Abdullah bin Mübarek uyanınca, merak ve hayret içinde kalır. Ali bin Muvaffak’ı yakından tanımak için Şam’a gider ve onu bulup der ki:
“Sen nasıl bir hac yaptın ki senin hürmetine Allah-ü Teâlâ hepsinin haccını kabul etti?”
“Bir yanlışlık var. Hacca niyetlendim fakat gidemedim.”
“Nasıl olur, bu durumu bize anlatır mısınız!”

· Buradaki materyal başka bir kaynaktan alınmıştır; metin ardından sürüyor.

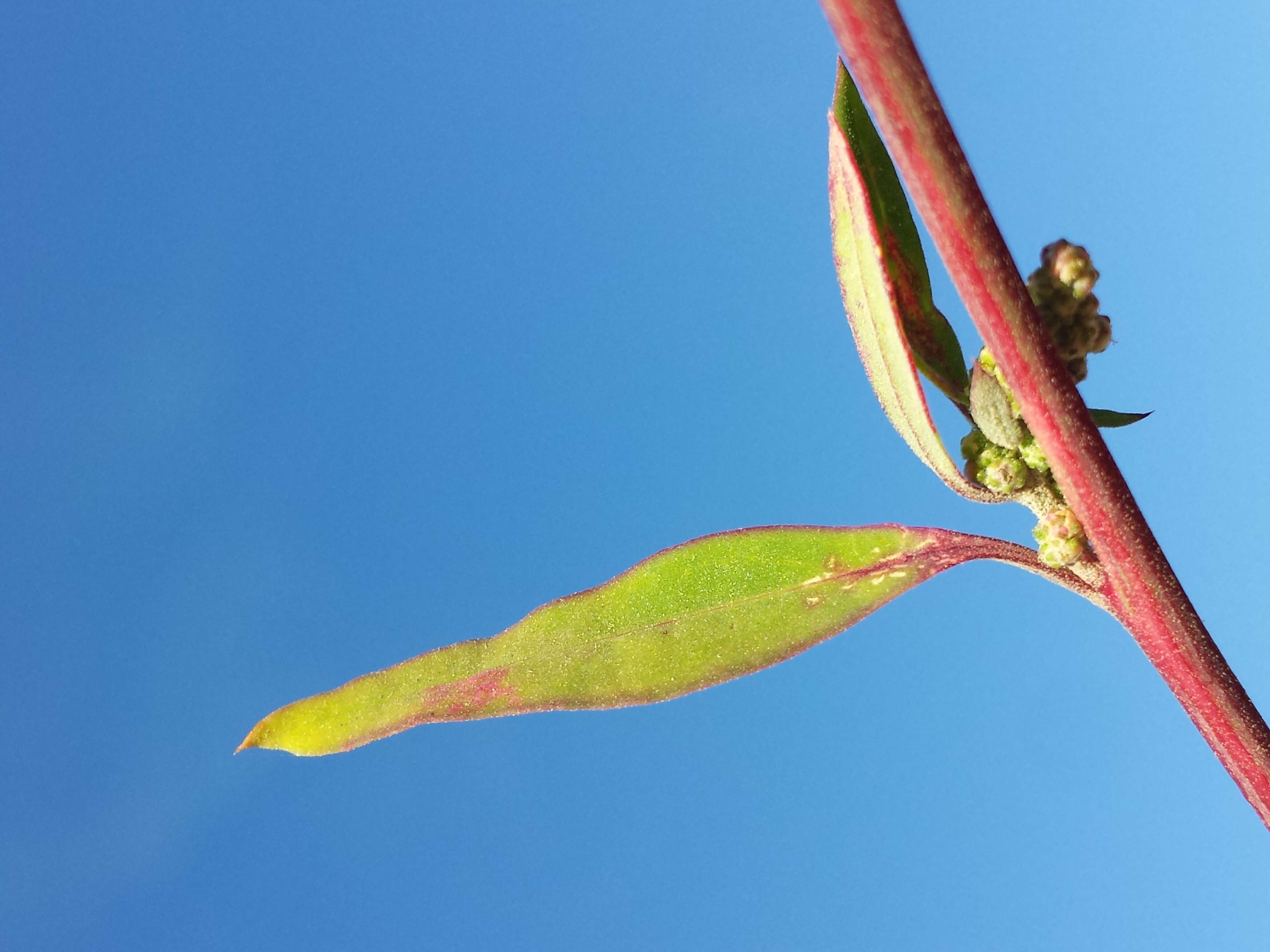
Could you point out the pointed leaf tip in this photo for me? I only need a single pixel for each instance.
(872, 303)
(934, 343)
(1110, 419)
(686, 619)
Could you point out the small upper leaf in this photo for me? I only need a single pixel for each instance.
(873, 308)
(931, 338)
(693, 616)
(1109, 419)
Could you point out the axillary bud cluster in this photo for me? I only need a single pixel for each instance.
(1001, 454)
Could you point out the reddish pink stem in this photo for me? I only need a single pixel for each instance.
(1142, 589)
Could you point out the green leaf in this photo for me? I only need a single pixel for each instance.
(933, 341)
(689, 617)
(1109, 419)
(873, 308)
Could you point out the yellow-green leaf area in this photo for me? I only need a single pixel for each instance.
(934, 343)
(686, 619)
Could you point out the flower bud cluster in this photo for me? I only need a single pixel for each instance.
(1062, 289)
(1061, 539)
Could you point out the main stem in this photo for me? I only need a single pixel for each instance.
(1142, 589)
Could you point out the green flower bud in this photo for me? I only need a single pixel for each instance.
(1062, 289)
(1071, 266)
(1061, 539)
(973, 443)
(1030, 454)
(1001, 470)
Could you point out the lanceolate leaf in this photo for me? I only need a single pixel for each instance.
(689, 617)
(934, 343)
(870, 300)
(1109, 419)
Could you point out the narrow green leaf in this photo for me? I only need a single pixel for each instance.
(931, 338)
(1109, 419)
(689, 617)
(873, 309)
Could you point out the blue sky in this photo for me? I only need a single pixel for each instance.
(332, 333)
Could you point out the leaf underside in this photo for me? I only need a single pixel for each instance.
(689, 617)
(1109, 419)
(869, 295)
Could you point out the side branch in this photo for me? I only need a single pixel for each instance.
(1142, 589)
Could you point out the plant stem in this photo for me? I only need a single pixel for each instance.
(1141, 587)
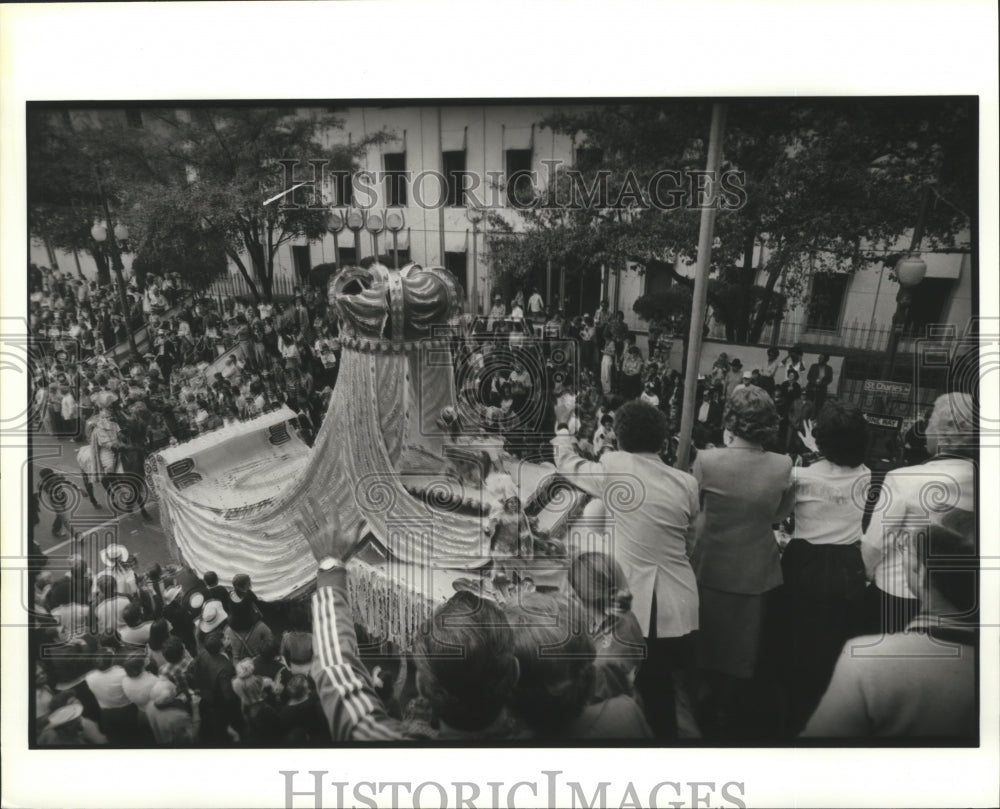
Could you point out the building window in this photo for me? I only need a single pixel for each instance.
(303, 261)
(589, 158)
(520, 189)
(826, 300)
(458, 265)
(404, 255)
(928, 303)
(348, 256)
(395, 179)
(341, 188)
(454, 172)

“Otuz senedir hacca gitmeyi arzu ediyordum. Bu zaman içinde ayakkabıcılıktan 300 dirhem para biriktirdim. Hac yolculuğuna niyet ettim. Yola çıkacağım güne yakın bir zamandı. Evimizi et kokusu sardı. O sıralar hamile olan eşim bana:”
“Komşudan et kokusu geliyor; canım çekti bana bir parça et ister misin?” Dedi.
Komşuma gittim. Durumu anlatınca komşum ağlamaya başladı:
“Bu pişen et, yolda ölü olarak bulduğum bir hayvana aittir. Bu etten kaç gündür aç olan çocuklarımın ölmeyecek kadar yemeleri helaldir, size ise haramdır. Helal bir gıda bulamadığım için, mecburen bunu yedireceğim.” Dedi.
Ali bin Muvaffak der ki:
“Komşumun anlattıkları, içimden bir parça kopardı. Bin bir zorlukla biriktirdiğim 300 dirhemi ağlayarak ona verdim.”
Kendi kendime:
“Yazıklar olsun bana ki, sen aç iken halinden haberdar değilim.”
Komşuma da:
“ Hakkını bana helal et dedim.”
Bunun üzerine Abdullah bin Mübarek:
“Rabbim bana rüyada işte bu hakikati gösterdi.” Dedi.